Highball has since grown a network of friends and collaborators whom Urbano said give the company a greater diversity of perspectives. Literary manager Roan Pearl said the board is heavily collaborative when it comes to crafting new projects. With her experience being trained as an actor before she learned how to direct, Pearl said she places significant emphasis on talking through what the characters are experiencing with the actors. As a director, Pearl said she prioritizes authenticity in many of Highball’s productions by ensuring the actors are empathetic toward the characters they are playing.

Since theater is an in-person art form, Pearl said the company is doing its best to remain safe while composing more in-person events to maintain the authentic connection with its audience. The goal of maintaining this bond has been present since Highball began in the company’s first in-person show, Stuip said, which was a production of a play she wrote and directed titled “Living Room Play.” Being a young company, Stuip said it was done rather scrappily with limited resources and involved dragging a clawfoot bathtub into the dining room of someone’s apartment.

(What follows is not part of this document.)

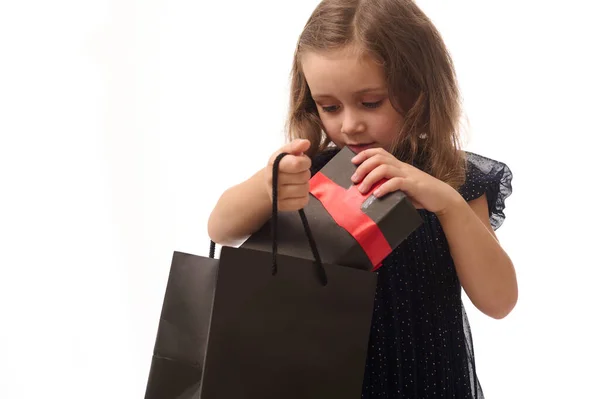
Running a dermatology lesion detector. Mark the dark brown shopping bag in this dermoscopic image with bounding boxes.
[146,155,376,399]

[Related: Alumni’s production services company finds success in entertainment industry]

In continuing to bring their thoughts to life, Urbano said the company is now working on producing its premiere short film “Goodbye Horses,” where she will be the lead costume designer. When the surge of the omicron variant calms, Urbano said she hopes to host a fundraising craft fair that will include music and craft artists from UCLA and the greater LA area.

“When I was a little girl, I knew that I wanted more than anything to be an actress in LA, and I always thought it would be on somebody else’s terms,” Urbano said. “I can’t even describe how wonderful it is to be making work that I’m passionate about amongst other people who are just as passionate, all on our own terms, which is this gift that I am so grateful for.”